Utilities

Utility functions which are used when findr is called with DataFrame inputs, some of which may be useful when manually post-processing the output of findr calls with matrix-based inputs.

BioFindr.getpairsFunction
getpairs(dX::T, dG::T, dE::T; colG=1, colX=2)

Get pairs of indices of matching columns from dataframes dX and dG, with column names that should be matched listed in dataframe dE. The optional parameters colG (default value 1) and colX (default value 2) indicate which columns of dE need to be used for matching, either as a column number (integer) or column name (string). The optional parameter namesX can be used to match rows in dE to only a subset of the column names of dX.

BioFindr.symprobsFunction
symprobs(P; combination="prod")

Symmetrize a square matrix of posterior probabilities P. The optional parameter combination defines the symmetrization method:

  • none: do nothing (default)
  • prod: $P'_{ij}=P_{ij}P_{ji}$
  • mean: $P'_{ij}=\frac{1}{2}(P_{ij} + P_{ji})$
  • anti: $P'_{ij}=\frac{1}{2}(P_{ij} + 1 - P_{ji})$

Note that the anti option defines "antisymmetric" probabilities, $P'_{ij} + P'_{ji} = 1$, where evidence for a causal interaction $i\to j$ is also considered evidence against the opposite interaction $j\to i$.

BioFindr.combineprobsFunction
combineprobs(P; combination="none")

Combine posterior probabilities P for multiple likelihood likelihood ratio tests in a single probability (local precision) value.

The optional parameter combination defines the combination test:

  • none: do nothing, return the input P (default)
  • mediation: the mediation test ($P_2 P_3$)
  • IV: the instrumental variable or non-independence test ($P_2 P_5$)
  • orig: BioFindr's original combination ($\frac{1}{2}(P_2 P_5 + P_4)$

The input must be a three-dimensional array where the second dimension has size 4 and indexes the individual BioFindr tests (test 2-5). The output is a matrix of size size(P,1) x size(P,3).

BioFindr.stackprobsFunction
stackprobs(P,colnames,rownames;nodiag=true)

Convert a matrix of pairwise posterior probabilities P with column and row names colnames and rownames, respectively, to a stacked dataframe with Source, Target, and Probability columns, corresponding respectively to a column name, a row name, and the value of P in the corresponding row and column pair.

The optional parameter nodiag determines if self-interactions (equal row and column name) are excluded (nodiag=true, default) or not (nodiag=false).

BioFindr.globalfdr!Function
globalfdr!(dP::T; FDR=1.0, sorted=true) where T<:AbstractDataFrame

For a DataFrame dP of posterior probabilities (local precision values), compute their corresponding q-values and keep only the rows with q-value less than a desired global false discovery rate FDR (default value 1, no selection). dP is assumed to be the output of a findr run with columns Source, Target, and Probability. The output DataFrame mirrors the structure of dP, keeping only the selected rows, and with an additional column qvalue. The output is sorted by qvalue if the optional argument sorted is true (default). If dP already contains a column qvalue, only the filtering and optional sorting are performed.

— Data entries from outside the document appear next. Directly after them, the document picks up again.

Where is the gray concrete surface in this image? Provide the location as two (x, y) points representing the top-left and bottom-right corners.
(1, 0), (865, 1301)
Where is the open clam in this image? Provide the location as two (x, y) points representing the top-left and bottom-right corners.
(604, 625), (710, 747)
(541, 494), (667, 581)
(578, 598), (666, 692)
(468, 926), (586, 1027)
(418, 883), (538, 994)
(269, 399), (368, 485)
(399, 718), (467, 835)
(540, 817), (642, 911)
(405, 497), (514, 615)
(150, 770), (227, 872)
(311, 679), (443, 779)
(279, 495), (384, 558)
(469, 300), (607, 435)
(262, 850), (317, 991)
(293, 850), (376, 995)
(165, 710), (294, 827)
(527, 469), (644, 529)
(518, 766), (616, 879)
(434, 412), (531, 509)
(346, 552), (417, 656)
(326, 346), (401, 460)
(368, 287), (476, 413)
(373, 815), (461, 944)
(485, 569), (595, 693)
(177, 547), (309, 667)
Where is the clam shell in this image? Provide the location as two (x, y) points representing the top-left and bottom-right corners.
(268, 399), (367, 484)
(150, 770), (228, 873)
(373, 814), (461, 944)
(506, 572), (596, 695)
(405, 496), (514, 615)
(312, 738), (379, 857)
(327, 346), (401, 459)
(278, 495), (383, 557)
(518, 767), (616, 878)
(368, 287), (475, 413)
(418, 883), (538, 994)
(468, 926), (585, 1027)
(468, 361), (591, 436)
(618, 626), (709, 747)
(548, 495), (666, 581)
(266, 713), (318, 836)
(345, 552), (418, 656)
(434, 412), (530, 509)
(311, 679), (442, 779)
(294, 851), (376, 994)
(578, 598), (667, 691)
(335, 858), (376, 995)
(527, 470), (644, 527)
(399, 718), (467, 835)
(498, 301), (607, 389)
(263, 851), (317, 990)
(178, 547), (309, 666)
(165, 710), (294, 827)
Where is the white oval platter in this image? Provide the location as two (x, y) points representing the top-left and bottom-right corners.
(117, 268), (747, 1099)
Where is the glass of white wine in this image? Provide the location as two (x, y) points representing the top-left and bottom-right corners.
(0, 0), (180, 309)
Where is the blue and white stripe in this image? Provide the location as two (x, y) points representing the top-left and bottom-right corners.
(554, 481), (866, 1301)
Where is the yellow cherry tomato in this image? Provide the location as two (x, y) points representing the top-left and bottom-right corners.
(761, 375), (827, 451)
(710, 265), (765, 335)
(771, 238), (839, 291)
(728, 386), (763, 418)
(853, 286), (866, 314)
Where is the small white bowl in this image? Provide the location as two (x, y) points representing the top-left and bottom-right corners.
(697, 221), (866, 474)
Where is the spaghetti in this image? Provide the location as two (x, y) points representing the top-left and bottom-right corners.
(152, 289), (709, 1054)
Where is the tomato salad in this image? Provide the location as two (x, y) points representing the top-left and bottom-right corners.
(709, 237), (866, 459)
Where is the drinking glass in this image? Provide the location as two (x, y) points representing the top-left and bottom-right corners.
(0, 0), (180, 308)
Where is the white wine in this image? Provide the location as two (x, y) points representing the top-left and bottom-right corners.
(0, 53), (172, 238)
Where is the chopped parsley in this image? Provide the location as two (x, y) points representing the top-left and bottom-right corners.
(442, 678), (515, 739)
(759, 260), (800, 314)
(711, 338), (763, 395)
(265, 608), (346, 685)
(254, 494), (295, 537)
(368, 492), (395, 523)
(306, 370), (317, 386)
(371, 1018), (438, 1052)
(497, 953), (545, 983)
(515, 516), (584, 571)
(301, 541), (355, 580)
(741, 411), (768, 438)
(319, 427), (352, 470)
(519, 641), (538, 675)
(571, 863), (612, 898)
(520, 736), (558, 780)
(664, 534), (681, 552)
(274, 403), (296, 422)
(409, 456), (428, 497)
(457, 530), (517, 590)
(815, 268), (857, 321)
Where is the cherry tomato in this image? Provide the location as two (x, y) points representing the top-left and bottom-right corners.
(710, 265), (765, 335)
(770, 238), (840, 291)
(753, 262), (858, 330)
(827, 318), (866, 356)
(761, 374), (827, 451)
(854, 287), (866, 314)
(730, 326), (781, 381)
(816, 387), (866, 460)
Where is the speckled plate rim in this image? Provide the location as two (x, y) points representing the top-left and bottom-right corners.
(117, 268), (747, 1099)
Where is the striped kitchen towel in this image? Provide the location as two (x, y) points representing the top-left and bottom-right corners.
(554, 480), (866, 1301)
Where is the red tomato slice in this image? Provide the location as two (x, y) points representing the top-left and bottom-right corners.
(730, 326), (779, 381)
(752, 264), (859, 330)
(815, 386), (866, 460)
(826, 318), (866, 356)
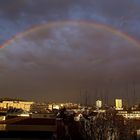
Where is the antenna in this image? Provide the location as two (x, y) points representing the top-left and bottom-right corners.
(132, 81), (136, 105)
(85, 88), (88, 106)
(80, 89), (82, 105)
(126, 83), (129, 107)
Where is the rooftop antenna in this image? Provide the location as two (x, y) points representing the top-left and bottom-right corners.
(132, 81), (136, 105)
(126, 83), (130, 107)
(109, 78), (113, 103)
(85, 88), (88, 106)
(105, 88), (109, 106)
(80, 88), (83, 105)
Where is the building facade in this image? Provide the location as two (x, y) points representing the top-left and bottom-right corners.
(0, 101), (34, 111)
(115, 99), (123, 110)
(96, 100), (102, 108)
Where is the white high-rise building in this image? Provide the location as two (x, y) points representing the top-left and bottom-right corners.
(115, 99), (123, 110)
(96, 100), (102, 108)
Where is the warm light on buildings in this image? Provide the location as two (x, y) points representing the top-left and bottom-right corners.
(53, 105), (60, 110)
(96, 100), (102, 108)
(115, 99), (123, 110)
(117, 111), (140, 119)
(48, 102), (79, 110)
(0, 101), (34, 111)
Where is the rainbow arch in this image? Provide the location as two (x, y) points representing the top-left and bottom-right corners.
(0, 20), (140, 49)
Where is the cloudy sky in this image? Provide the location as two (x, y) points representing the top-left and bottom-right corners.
(0, 0), (140, 104)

BioFindr.globalfdrFunction
globalfdr(P::Array{T},FDR) where T<:AbstractFloat

For an array (matrix or vector) P of posterior probabilities (local precision values), compute their corresponding q-values Q, and return the indices of P with q-value less than a desired global false discovery rate FDR.

See also qvalue

BioFindr.qvalueFunction
qvalue(P::Vector{T}) where T<:AbstractFloat

Convert a vector P of posterior probabilities (local precisions) to a vector of q-values. For a threshold value c on the posterior probabilities P, the global FDR, $FDR(c)$ is defined as one minus the average local precision:

$FDR(c) = 1 - \frac{1}{N_c} \sum_{i\colon P_i\leq c} P_i,$

where $N_c=\sharp\{i\colon P_i\leq c\}$ is the number of selected pairs. The q-value of a given index in P is then defined as the smallest FDR at which this pair is still called significant.

Generating simulated data

BioFindr includes a function generate_test_data for generating simple simulated data for testing the package:

BioFindr.generate_test_dataFunction
generate_test_data(nA, nB, fB, ns, ng, maf, bGA, bAB, supernormalize)

Generate test data for BioFindr with nA causal variables, nB potential target variables of which a random fraction fB are true targets for each causal variable, ns samples, ng genotype (instrumental variable) groups with minor allele frequence maf, and effect sizes bGA and bAB. Variables are sampled from a linear model with independent Gaussian noise with variance ϵ and correlated Gaussian noise with variance δ and covariance δρ. If supernormalize is true, the data is supernormalized.